Thank you for your interest in Winning More Customers with Multiple Matching.
One of our industry’s challenges is the balance we need to strike between making it easy for customers to access services on line and the need to operate with full compliance to industry regulation.
As a long-established player in the identity verification space, GBG is uniquely placed to understand how regulation and technology have evolved in tandem over the last three decades.
We know that multiple data sources are needed to provide confidence of identity but matching technology is where the real expertise lies in order to make sure you get the maximum number of customers on board - compliantly.
This whitepaper will discuss the four core principles that apply to optimising the matching of multiple data sources: configurability, granularity, transparency and triangulation.
The correct application of these principles ensures you achieve the critical balance of full regulatory compliance while onboarding the maximum number of good customers.
I hope you find this guide valuable and it helps your organisation achieve robust, sustainable and scalable identity verification.
Nick Brown
GBG Group Managing Director
What is Winning More Customers with Multiple Matching?
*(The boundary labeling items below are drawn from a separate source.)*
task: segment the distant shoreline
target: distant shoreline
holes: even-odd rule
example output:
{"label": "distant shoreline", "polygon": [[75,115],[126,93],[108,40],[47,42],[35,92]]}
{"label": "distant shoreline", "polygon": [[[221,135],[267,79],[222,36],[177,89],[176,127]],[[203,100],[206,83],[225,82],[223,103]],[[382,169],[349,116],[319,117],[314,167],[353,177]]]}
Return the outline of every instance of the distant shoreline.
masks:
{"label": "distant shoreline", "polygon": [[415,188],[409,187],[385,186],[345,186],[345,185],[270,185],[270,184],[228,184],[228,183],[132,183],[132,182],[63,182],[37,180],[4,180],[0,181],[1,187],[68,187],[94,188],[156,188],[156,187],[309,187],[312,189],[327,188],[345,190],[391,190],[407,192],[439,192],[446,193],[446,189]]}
Winning More Customers with Multiple Matching says true multiple matching compliance can only be achieved successfully by following four core principles:
- Configurability
- Granularity
- Transparency
- Triangulation
This report exists to illustrate the shortcomings of ‘black box’ identity verification solutions and makes the case for true multiple-matching compliance.
What is multiple matching?
When you’re verifying someone’s identity, you’re expected to match multiple pieces of their personal information against multiple independent and trusted data sources.
This was once known as a ‘2+2 check’ - but is increasingly referred to as multiple matching – since regulators encourage layered matching.
Layered matching means employing multiple layers of identity attributes - including location, activity, device, and email - that seamlessly work together to validate a customer.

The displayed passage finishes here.